February 28, 2018
Montebello - Carolyn Wilkins’ speech to the G7 big shots assembled in this cozy resort earlier this month was a big success by central banking standards.
The Bank of Canada’s Senior Deputy Governor demonstrated visible concern as she discussed the plight of the billions left behind in an era of innovation and technology transformation.
The assembled crowd, made up of the usual government bureaucrats that tour the world on the five-star conference-junket circuit, applauded approvingly.
In fact, Wilkins—who shares the spotlight with Governor Stephen Poloz during the BoC’s quarterly monetary policy press conferences—has been so good in her auxiliary roles, she raises the question as to whether she could one day become Canada’s first female central bank head.
Just as importantly: how would a female Bank of Canada governor conduct monetary policy? And what affect would she have on the economy, gold and other investments?
Canadian debts hit $644,000 per family of four
Those questions are more than academic. Despite recent steady economic data, there are growing signs that, under the Poloz regime, Canada’s financial position has been deteriorating precipitously.
During the four years since the Governor took the helm, the Bank of Canada’s low interest rate policies have sparked massive systemic stock, bond and housing bubbles.
Worse, according to Statistics Canada , during Poloz’s easy money tenuregovernment, business and personal non-financial debts have risen to a record $5.8 trillion as at Q3 2017. That’s a 26% increase from the $4.6 trillion owed four years ago (just before Poloz first took office). That works out to $161,000 per-capita or $644,000 for each Canadian family of four.
Poloz, who has considerable private sector experience, thus clearly knows the mess that the country is in and is showing signs he may be looking for a way to get out of Dodge.
The BoC Governor’s recent steps to give more visibility to his deputies, for example, provide Poloz a way to shift the blame for the governing council’s disastrous recent accommodation, should the worst occur.
(In addition to Wilkins’ growing presence, other BoC officials will also be increasingly thrown in front of the cameras. These include Deputy Governor Timothy Lane, who will hold a press conference in early March—a rare occurrence).
Poloz’s leash: is Wilkins just eye candy?
Skeptics would argue that Wilkins (who is the first woman to hold BoC’s Senior Deputy Governor post) is only affirmative action “eye candy,” placed there by politicians eager to appease female voters.
They also would point out that Wilkins, who does not have a PhD—a huge liability in the world of central banking eggheads— appears less qualified than her male junior governing council members.
Finally, they would point out that Wilkins isn’t even allowed to voice her own opinions. The fact that all Bank of Canada speeches are circulated for comments among governing council members provides Poloz the means to keep all staffers on a short leash.

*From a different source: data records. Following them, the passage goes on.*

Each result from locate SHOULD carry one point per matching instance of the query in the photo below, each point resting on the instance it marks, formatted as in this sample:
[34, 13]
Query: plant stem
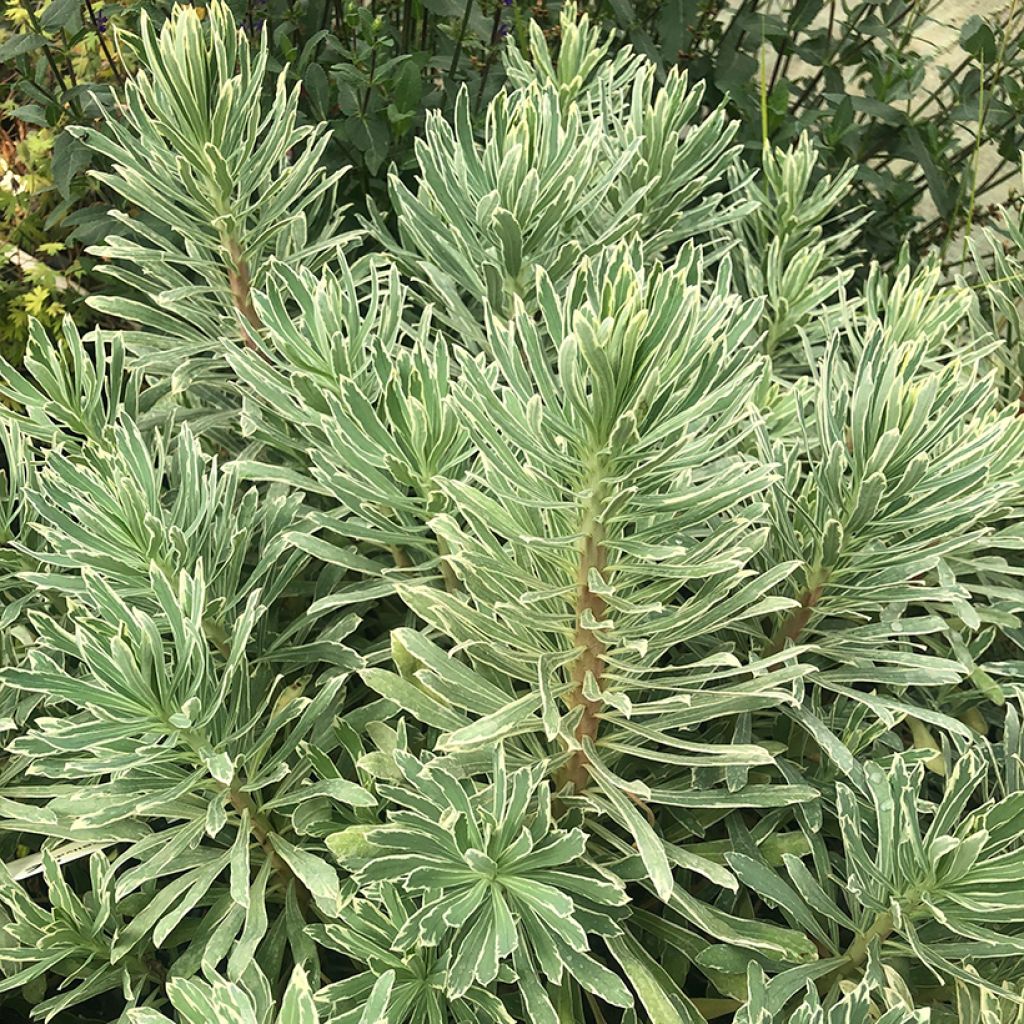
[241, 284]
[459, 42]
[261, 829]
[590, 662]
[797, 621]
[102, 42]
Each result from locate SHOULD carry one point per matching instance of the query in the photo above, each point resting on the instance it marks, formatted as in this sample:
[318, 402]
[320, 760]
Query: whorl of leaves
[580, 607]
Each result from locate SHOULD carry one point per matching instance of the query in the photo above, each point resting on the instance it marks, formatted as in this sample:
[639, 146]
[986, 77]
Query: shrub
[579, 607]
[888, 88]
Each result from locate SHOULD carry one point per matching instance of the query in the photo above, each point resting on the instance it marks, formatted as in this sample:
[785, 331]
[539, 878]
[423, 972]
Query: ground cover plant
[570, 598]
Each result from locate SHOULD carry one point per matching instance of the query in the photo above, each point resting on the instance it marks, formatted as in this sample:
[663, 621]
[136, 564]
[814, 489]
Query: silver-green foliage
[585, 606]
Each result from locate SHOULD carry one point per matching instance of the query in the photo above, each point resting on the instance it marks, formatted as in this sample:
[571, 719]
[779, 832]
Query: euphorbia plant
[578, 606]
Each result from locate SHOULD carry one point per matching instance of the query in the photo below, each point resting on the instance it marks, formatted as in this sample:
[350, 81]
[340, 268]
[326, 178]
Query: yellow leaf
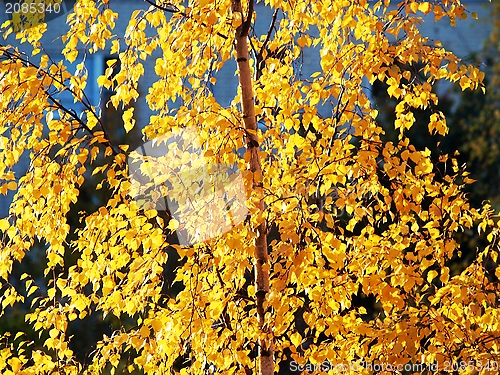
[4, 225]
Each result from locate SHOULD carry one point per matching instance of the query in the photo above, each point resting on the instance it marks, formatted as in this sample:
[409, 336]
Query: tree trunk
[266, 355]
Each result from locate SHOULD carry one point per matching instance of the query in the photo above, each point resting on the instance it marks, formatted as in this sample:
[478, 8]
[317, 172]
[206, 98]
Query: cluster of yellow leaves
[393, 241]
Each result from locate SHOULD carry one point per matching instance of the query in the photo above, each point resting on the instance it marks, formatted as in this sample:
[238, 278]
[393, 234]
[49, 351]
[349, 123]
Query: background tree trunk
[266, 358]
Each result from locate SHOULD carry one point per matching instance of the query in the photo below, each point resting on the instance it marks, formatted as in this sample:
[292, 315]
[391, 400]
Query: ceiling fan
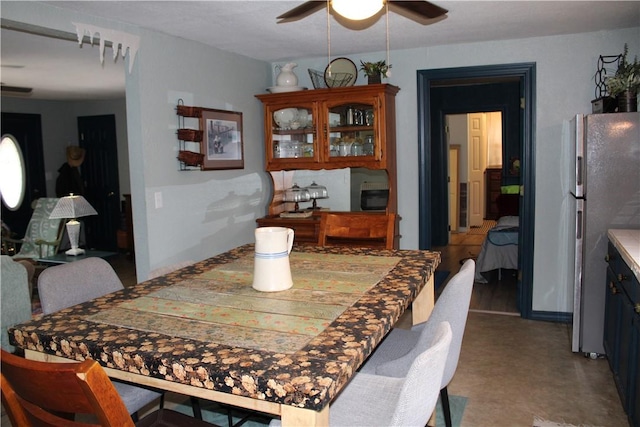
[420, 9]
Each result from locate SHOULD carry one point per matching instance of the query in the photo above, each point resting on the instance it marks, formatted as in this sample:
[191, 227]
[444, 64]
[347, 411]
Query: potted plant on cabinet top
[375, 70]
[625, 83]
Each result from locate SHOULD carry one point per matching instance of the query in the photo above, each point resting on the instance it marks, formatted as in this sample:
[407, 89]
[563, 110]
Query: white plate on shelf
[282, 89]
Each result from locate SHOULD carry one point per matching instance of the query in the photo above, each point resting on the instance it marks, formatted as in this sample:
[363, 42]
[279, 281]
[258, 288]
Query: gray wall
[205, 213]
[565, 66]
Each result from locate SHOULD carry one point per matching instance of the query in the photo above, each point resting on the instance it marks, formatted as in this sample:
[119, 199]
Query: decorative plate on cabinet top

However, none of that matters. The Bank of Canada’s top job, in large part, consists of communicating policy to the Canadian public, and Wilkins clearly excels in the role.
Furthermore, cursory indications are that whatever gravitas Wilkins may have lacked following her initial appointment as Senior Deputy Governor, she will have certainly compensated when the time comes to fill the Governor’s spot.
A girl with a credit card?
This raises the question as to how Bank of Canada policies would change under a Wilkins-led regime. That, too, is hard to assess given very real restrictions on the central bank’s actions.
These include its rate-targeting “agreement” with the Canadian government; huge pressures from a variety of sources to track US interest rate policies; and strong oversight by the Department of Finance (categorized as “consultations”).
As if that weren’t enough, Poloz’s tight leash on his deputy (he was sitting in the front row when she delivered her Montebello presentation) make it hard to assess whether the words she spoke were hers or his.
That said, the fact that Wilkins would be the Bank of Canada’s first female Governor will almost certainly translate into policy.
A 2013 American Economic Association survey of economists found that women are more likely to favor high minimum wages, regulation and redistribution. Wilkins’ Montebello presentation, which was riddled with prescriptions for government actions and increased checks on markets, suggest that she would fit the mold.
A preliminary assessment would thus be that a Wilkins-run BoC would lean toward even looser monetary policy than her predecessor.
Continued expansion of an increasingly bloated money supply would, of course, be great for governments, bankers and their related special interests. Gold investors who want to bet against them should also do well.
Whether further stimulating the “everything bubble” would be good for ordinary Canadians is a whole other matter.